Reading Comprehension questions test one of the softest skills on the GMAT. Answering an RC question is not about formulas or grammar rules, it's about your ability of understanding mostly difficult texts on possibly unfamiliar topics. This is why most GMAT test takers find it hard to improve this area, since a person's reading abilities develop over years and years of exposure to material in English. That being said, the Veritas Prep Reading Comprehension book is designed to help you strengthen the specific skills required by GMAT RC. As such, it presents itself as an alternative to the Manhattan RC guide and general verbal strategy books (such as the Kaplan Verbal Workbook and the PowerScore Verbal Bible).
Of the verbal strategy guides that I have reviewed so far, the Veritas Prep RC book contains the most practice: 96 questions grouped in 23 passages on a variety of topics. The focus on practice is underlined when reading the theoretical review of the book, which is fairly condensed compared to most guides. This is why if it's practice you're looking for, the Veritas Prep RC book is definitely worth checking out.
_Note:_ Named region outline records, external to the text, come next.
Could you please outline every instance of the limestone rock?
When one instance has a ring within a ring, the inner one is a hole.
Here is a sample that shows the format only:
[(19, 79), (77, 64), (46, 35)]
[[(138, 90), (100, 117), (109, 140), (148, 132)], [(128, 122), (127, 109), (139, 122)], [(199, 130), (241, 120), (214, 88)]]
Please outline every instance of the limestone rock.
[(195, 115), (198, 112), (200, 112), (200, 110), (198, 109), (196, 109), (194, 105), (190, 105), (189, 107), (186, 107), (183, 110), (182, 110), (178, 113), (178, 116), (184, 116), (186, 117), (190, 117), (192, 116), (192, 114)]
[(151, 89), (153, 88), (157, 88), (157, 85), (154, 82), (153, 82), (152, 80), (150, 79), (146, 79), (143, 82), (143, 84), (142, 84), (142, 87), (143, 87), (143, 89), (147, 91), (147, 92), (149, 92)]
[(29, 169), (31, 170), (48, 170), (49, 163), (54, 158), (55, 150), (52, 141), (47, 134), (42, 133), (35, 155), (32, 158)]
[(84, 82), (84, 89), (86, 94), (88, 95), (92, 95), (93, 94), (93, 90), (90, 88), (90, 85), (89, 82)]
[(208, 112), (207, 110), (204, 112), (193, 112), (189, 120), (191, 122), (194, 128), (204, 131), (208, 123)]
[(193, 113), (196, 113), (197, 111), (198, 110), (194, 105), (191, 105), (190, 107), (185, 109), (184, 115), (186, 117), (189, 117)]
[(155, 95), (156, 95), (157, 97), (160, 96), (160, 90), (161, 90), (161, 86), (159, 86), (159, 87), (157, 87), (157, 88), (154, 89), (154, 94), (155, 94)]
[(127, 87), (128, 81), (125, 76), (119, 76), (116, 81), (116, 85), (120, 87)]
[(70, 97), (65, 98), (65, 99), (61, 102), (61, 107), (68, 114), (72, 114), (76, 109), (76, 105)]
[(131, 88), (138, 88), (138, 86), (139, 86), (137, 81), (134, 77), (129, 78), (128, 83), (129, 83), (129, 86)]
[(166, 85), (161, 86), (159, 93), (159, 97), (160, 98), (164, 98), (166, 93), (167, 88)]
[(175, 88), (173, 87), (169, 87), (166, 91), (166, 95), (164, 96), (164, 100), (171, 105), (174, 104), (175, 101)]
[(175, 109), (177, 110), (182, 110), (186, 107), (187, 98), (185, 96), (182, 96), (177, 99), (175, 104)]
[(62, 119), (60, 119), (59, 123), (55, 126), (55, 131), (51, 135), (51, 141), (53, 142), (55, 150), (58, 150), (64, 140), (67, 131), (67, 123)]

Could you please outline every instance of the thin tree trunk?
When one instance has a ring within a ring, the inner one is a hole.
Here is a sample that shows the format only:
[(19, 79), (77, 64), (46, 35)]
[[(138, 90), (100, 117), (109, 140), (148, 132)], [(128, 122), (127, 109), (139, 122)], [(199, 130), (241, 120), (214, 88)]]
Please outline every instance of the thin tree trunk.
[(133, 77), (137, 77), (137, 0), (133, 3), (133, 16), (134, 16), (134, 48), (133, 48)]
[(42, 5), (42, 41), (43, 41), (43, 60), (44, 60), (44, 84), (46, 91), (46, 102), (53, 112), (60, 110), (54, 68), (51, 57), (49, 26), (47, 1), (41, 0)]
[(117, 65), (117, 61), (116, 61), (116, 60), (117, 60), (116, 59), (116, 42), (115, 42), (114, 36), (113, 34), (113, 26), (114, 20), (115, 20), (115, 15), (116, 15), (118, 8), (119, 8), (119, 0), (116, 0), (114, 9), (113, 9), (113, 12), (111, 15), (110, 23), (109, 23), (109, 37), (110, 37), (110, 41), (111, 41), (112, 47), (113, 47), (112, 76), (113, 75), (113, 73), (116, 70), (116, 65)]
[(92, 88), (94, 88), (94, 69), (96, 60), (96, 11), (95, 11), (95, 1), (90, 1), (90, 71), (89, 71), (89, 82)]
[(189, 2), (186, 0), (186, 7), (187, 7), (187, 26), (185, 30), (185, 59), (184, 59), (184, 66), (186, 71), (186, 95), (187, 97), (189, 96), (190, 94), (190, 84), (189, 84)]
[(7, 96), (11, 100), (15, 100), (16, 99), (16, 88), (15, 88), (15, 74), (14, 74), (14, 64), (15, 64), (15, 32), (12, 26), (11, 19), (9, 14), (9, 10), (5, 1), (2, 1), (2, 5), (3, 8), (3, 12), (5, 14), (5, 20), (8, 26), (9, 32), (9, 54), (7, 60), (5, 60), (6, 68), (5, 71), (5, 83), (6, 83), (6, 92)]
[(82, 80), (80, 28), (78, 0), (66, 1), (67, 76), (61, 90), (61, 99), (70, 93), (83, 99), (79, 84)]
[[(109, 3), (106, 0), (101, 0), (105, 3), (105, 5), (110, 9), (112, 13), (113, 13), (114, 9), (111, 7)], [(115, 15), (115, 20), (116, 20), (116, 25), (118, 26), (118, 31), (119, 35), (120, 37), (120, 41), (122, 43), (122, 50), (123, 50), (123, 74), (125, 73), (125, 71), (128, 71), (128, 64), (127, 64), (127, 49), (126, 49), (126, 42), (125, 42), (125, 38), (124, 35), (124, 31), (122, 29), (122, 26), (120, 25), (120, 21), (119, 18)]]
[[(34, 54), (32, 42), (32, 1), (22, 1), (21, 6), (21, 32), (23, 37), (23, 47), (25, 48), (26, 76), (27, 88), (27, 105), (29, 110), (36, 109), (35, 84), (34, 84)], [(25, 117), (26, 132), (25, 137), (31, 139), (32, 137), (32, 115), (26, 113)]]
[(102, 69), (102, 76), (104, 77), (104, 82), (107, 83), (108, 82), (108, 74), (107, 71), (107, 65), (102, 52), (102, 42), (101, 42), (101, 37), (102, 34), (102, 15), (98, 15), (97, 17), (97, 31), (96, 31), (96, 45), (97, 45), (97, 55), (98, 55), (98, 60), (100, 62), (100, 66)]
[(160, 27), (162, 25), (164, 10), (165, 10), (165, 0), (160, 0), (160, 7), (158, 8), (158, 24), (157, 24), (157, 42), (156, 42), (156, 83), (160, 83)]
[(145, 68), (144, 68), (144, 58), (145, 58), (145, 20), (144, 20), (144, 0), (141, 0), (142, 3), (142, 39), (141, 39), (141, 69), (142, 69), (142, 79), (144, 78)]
However, if you are in need of a deeper theoretical review, then you might want to consider other options as well.
- 96 realistic Reading Comprehension questions in 23 passages is probably the most practice you'll find in a mainstream GMAT book apart from the Official Guides. The book caters specifically to students interested in extra questions.
- The authors reinforce the idea of reading in your leisure time as means to improve your general reading skills. They also present some interesting tips on reading critically.
- A nice presentation of connectors (including a list of examples), words that help you grasp the organization of a passage - I personally keep track of connectors when doing RC, it's one of my favorite strategies.
- You'll see quite a few difficult science passages. Since most students complain about such texts, you'll find them useful as advanced practice.
- The theoretical part of this book would benefit from a few extensions. For instance, while I did like the list of connectors, there were no examples on words that suggest the author's tone. The different question types also deserved a more thorough analysis - just a few paragraphs are not enough.
- Some of the explanations for answer choices are not as detailed as I'd like. While the authors do indeed tackle each answer (not only the correct one), at times it seems they should have been more generous with their explanations.
The Veritas Prep Reading Comprehension book gets four out of five stars. While it's a good resource for practice, it could be improved by the addition of a more detailed conceptual review. Overall though it's definitely a book to consider if you're interested in more practice on Reading Comprehension.